Following a mixed results in the fourth quarter report, Jon Gray, Blackstone (New York stock market :Bx) chairman and COO, said Thursday that headwinds from rising interest rates led to a “challenging” quarter for segments of the real estate sector.
However, Gray said CNBC that over the longer term, the higher cost of capital would limit the amount of new supply that can come to market. “It’s a tailwind for real estate,” he said.
“We adjusted that [higher interest rates] in our portfolio with higher capitalization rates. But when you look into asset classes, it’s really dramatic. The differences if you look at the US office market, they can see subletting today is north of 20% and rents are going down, and that’s a very tough industry,” Gray added.
Given the challenging market conditions in 2022, the company has deployed most of its capital in travel and travel-related businesses, logistics, its hedge fund operations, quantitative and macro investments, energy and energy transition, Gray reported.

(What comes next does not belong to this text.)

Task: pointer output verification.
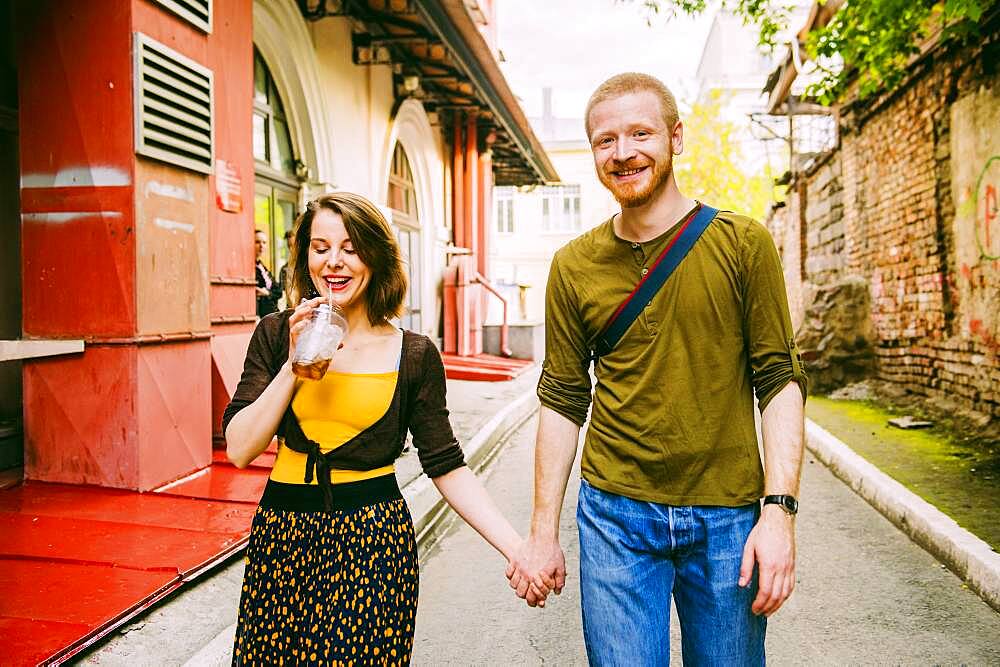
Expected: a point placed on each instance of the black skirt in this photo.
(337, 587)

In its results, the company’s earnings rose 8% in the fourth quarter, with assets under management up 11%. Segment performance: Real Estate – Opportunistic -2.0%; Heart -1.5%; Private Equity – Corporate Private Equity +3.8%; Tactical Opportunities +0.6%; Secondary -1.8%; Hedge Fund Solutions – +2.1%; Credit & Insurance – Individual Credit +2.4%; Liquid Credit +3.0%.
However, the alternative asset manager fell short of its expectations of reaching $1 trillion in assets under management by the end of 2022. It reported assets under management of $975 billion, compared to $951 billion in the previous quarter.
As for the stock move, BX was trading at $92.49 in Thursday’s intraday action, up more than 4% on its earnings report.
Looking further ahead, equities have lost around 17.3% over the past 12 months, although they have rebounded with 21% gains so far in 2023.
In the meantime, see why Seeking Alpha contributor Samuel Smith says: “Investors will generally be drawn away (and valuations fall) from BX’s real estate and private equity products as interest rates rise.”